Falmouth High School’s graduating seniors, their families, and school administrators have decided to postpone the high school’s graduation to Saturday, July 25.

When it became clear that a traditional graduation ceremony at the school’s field house on June 6 would not be possible, Principal Mary W. Gans and her team sent an email to graduating seniors and their families asking for alternative graduation ideas.

That survey yielded four top choices, which Ms. Gans shared in a second email to students and families, asking them to take a vote on the options they liked best.

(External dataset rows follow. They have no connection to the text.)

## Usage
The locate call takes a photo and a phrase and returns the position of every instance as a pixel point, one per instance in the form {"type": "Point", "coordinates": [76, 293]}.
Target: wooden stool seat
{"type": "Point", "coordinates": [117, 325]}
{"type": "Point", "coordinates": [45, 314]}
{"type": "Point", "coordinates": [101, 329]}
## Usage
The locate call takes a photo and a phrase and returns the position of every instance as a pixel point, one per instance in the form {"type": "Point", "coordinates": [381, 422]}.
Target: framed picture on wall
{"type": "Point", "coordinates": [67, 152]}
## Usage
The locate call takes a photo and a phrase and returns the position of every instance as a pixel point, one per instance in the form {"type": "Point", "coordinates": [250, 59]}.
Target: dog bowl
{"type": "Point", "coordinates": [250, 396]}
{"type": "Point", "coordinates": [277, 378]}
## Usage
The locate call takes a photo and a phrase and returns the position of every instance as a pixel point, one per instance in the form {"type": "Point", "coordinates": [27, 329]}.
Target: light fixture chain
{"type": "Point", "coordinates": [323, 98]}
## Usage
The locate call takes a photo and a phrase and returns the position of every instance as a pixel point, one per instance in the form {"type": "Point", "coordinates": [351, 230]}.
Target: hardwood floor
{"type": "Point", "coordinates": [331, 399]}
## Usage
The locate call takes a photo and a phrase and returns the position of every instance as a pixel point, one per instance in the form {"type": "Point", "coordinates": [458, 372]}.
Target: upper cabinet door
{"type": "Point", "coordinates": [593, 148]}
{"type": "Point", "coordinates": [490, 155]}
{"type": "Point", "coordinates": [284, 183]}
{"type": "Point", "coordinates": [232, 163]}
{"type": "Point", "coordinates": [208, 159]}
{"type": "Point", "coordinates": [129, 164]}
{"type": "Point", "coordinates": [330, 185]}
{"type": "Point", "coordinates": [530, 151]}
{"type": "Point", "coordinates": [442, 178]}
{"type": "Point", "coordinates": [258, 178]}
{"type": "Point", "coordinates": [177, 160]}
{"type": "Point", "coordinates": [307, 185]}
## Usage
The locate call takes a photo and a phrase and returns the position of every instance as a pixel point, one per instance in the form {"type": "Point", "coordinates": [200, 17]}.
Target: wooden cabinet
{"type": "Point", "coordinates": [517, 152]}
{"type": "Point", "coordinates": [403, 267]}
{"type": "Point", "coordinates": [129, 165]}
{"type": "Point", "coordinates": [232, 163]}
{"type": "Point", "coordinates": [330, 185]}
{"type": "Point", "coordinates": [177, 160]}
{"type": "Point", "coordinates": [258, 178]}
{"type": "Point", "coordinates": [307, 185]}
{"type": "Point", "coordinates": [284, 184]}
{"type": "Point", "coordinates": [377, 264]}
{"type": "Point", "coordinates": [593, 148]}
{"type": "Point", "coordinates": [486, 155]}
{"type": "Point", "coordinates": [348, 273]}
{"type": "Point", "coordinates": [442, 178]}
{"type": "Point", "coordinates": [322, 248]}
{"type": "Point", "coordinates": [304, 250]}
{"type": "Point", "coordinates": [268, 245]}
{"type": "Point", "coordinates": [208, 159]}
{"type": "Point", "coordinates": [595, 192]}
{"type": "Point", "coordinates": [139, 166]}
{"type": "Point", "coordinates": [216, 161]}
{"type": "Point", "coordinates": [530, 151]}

The first option was to hold a completely virtual ceremony with caps and gowns mailed to students so that they can take and share individual photos. The virtual ceremony would include prerecorded speeches and as much “pomp and circumstance” as possible, Ms. Gans said.

The second option was to invite each graduating senior with up to four family members to the field house for a scheduled 15-minute block to film the handing-out of diplomas and the cap toss. Ryan P. Webber, a video production teacher, the town’s educational access television coordinator and the Falmouth Public Schools webmaster, would incorporate all the videos into a single virtual ceremony video.

“It would take six to seven full days to do this with about 200 graduates, so it would take significant time and effort, but we’re willing to do it if that’s what the seniors want,” Ms. Gans said.

The third option was to invite graduating seniors in groups of up to 10 onto the main high school field and do a similar video with the students receiving diplomas and tossing caps while maintaining social distance.

The fourth option was to host an in-person graduation ceremony in the field house later in the summer when it is determined safe to do so.

Ms. Gans reported to the school committee on Tuesday, May 12, that the consensus of the high school’s seniors and their parents was to postpone the graduation ceremony until the summer, out of a “desire and hope for a live ceremony.”

Ms. Gans met with senior class officials to choose a date. They decided to avoid August because some seniors could be on their way to other places by then. Getting as far into the summer as possible while avoiding August, they chose July 25. The school committee approved the new date unanimously.

“We know there is the likelihood that there will be restrictions in place,” Ms. Gans said. “The governor will announce his plan for re-opening the state on May 18, and we will have to abide by that. But we will be innovative and creative.”

“Everyone understands that we are living in uncertain times and we will have to base the graduation plans on Governor Baker’s and the health department’s summer guidance and advisories,” Dr. Duerr cautioned in an email last week.

School committee member Andrea Thorrold thanked Ms. Gans for her clear communication to high school seniors and their parents.

Vice chairwoman Kelly Welch thanked Ms. Gans for making clear that everyone needs to “moderate their hope” for a live graduation.

Committee member John Furnari complimented Ms. Gans for addressing the difficult issues, and for being a “steady force” for the high school.

Committee member Melissa Keefe expressed gratitude for the input from the seniors, and said she was “proud of their maturity.” “They have missed out on so much, and it’s not fair,” she said. “I am proud of them for understanding the position the school committee is in.”

Committee chairman William Rider said of the rescheduled live graduation, “I would love for these seniors to have that opportunity.”